24 Then Simon answered, “Pray to the Lord for me so that nothing you have said may happen to me.”

Unforunately, church tradition suggests that Simon the Sorcerer did not end well. According to The Search for the Twelve Apostles, this is how Simon met his eventual death:

The magician, vanquished by a superior power, flung his books into the Dead Sea, broke his wand, and fled to Rome, where he became a great favorite of the Emperor Claudius, and afterwards of Nero. Peter, bent on counteracting the wicked sorceries of Simon, followed him to Rome. About two years after his arrival he was joined there by the Apostle Paul. Simon Magus having asserted that he was himself a god, and could raise the dead, Peter and Paul rebuked his impiety, and challenged him to a trial of skill in the presence of the emperor. The arts of the magician failed; Peter and Paul restored the youth to life and on many other occasions Simon was vanquished and put to shame by the miraculous power of the Apostles. At length he undertook to fly up to heaven in sight of the emperor and the people; and, crowned with laurel, and supported by denons, he flung himself from a tower, and appeared for a while to float thus in the air, but St.Peter, falling on his knees commanded the denons to let go their hold, and Simon, precipitated to the ground, was dashed to pieces.” (“Sacred and Legendary Art,” Anna Jameson, p.209).

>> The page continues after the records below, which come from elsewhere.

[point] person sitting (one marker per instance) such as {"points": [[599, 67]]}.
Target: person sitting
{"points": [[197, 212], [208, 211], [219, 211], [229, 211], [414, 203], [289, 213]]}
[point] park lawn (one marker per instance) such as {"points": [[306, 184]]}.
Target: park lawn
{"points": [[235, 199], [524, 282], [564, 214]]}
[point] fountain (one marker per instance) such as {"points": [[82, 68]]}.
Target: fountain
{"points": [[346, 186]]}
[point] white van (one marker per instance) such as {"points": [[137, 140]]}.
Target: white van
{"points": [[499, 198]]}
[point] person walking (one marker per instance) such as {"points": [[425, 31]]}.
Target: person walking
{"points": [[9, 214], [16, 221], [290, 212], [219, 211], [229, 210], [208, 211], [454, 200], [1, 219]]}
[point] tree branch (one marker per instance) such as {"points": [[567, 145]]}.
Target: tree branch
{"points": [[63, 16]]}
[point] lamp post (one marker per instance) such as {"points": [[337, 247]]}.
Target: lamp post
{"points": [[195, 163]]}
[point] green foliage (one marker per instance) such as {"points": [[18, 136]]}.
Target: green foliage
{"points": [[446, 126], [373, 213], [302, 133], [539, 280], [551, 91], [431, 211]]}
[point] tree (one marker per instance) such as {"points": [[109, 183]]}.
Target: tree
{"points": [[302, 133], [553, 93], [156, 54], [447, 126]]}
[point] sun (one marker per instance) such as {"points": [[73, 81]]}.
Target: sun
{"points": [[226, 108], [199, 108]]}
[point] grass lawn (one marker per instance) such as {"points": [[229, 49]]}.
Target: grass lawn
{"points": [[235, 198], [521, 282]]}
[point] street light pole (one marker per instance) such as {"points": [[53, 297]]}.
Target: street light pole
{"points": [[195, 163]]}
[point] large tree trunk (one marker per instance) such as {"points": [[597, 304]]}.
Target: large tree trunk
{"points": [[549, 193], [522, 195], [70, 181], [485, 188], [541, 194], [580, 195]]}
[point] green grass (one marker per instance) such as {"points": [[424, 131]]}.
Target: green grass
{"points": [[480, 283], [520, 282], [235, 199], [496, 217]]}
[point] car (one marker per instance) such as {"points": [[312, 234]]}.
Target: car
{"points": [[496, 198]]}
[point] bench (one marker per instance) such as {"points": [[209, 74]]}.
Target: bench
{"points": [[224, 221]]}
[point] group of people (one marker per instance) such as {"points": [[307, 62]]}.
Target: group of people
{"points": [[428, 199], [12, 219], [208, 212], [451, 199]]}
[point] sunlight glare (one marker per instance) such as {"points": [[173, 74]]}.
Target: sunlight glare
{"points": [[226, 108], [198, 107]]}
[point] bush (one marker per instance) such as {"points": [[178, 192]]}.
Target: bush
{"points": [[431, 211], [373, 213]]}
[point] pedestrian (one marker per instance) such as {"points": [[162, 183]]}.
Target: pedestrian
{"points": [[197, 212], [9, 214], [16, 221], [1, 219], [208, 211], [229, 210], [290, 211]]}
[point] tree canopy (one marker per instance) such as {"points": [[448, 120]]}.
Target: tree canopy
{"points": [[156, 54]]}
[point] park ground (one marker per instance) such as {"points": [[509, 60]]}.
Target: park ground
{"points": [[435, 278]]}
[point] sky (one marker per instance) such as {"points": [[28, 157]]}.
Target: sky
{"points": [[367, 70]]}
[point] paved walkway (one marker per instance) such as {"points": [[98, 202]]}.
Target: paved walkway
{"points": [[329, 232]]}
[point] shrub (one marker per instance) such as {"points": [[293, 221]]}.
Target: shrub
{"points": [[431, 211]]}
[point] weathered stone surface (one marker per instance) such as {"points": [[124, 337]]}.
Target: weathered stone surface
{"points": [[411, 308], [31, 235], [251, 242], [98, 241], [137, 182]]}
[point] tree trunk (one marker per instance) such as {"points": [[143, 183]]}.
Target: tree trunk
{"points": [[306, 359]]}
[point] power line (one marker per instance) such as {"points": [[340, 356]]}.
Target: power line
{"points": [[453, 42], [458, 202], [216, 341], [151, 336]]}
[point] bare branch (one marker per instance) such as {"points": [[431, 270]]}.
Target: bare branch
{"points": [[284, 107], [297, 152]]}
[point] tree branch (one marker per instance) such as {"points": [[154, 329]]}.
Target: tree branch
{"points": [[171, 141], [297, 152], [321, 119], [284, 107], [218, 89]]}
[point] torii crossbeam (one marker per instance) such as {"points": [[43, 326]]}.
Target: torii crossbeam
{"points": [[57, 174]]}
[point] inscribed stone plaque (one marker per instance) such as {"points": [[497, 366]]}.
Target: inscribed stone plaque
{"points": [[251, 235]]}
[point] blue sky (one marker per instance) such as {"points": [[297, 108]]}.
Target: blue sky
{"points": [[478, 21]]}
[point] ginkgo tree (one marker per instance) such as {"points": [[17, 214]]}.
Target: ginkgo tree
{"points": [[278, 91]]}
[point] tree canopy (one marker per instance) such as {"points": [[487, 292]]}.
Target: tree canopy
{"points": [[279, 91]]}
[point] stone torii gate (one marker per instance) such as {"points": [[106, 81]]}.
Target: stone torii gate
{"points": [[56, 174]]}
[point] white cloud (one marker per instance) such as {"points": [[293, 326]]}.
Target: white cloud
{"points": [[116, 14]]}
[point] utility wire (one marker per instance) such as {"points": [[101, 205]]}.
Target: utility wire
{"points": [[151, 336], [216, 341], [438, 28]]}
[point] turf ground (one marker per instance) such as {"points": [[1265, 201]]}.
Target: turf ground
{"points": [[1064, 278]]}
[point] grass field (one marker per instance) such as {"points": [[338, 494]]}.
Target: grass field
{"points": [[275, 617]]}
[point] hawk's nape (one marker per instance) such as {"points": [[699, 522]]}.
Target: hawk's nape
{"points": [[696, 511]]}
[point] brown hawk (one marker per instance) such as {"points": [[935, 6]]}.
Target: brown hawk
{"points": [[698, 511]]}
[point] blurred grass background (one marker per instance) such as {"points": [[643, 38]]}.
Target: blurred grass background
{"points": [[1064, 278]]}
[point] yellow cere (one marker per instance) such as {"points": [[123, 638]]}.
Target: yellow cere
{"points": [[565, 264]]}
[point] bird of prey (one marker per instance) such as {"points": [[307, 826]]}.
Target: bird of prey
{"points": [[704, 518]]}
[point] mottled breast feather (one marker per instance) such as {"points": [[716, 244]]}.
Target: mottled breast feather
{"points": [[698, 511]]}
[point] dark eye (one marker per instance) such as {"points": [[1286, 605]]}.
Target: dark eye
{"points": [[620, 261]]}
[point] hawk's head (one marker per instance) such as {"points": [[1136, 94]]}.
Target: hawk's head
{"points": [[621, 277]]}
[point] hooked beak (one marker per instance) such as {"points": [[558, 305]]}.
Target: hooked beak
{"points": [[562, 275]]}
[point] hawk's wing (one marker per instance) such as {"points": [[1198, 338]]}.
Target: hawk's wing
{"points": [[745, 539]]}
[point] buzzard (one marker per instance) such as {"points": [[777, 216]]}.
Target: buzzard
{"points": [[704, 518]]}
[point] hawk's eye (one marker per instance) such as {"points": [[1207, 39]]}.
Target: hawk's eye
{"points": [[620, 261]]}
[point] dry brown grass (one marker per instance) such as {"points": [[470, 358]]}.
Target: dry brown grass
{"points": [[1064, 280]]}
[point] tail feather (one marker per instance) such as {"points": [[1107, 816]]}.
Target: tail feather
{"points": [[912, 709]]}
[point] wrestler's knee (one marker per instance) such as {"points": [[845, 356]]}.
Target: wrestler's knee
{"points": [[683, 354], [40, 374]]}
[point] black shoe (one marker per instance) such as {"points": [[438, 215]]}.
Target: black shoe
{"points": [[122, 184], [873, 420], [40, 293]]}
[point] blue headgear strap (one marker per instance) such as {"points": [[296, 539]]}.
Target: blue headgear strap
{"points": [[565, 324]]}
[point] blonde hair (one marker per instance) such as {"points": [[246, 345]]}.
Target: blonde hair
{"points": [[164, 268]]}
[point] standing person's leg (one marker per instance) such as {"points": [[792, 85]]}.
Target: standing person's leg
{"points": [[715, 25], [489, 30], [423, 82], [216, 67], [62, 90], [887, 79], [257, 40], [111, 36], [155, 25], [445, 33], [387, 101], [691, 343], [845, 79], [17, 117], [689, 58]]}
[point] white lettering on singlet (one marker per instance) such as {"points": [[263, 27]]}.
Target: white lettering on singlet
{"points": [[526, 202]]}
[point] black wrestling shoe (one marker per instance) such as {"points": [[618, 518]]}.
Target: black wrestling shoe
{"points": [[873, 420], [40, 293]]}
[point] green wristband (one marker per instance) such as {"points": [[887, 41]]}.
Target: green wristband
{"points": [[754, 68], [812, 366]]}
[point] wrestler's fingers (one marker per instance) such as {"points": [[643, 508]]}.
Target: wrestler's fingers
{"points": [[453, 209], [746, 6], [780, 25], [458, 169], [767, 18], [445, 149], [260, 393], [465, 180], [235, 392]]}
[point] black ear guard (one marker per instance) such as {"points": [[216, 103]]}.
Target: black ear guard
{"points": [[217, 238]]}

The church tradition of Simon Magus crashing to the ground at the feet of Emperor Nero when the Apostle Peter commanded the demons who suspended him in midair to let him go is depicted in an artwork commissioned in the 1460s by the Alessandri family in Florence, and which is now exhibited in the Metropolitan Museum of Art.

Saint Peter and Simon Magus Painting by Benozzo Gozzoli

Simon Magus is considered to be the first Christian heretic, the first Gnostic, and the founder of the sect of the Simonians. Had he been diligent in getting rid of his bitterness and other sins, it seems certain that history would have painted him in a different light.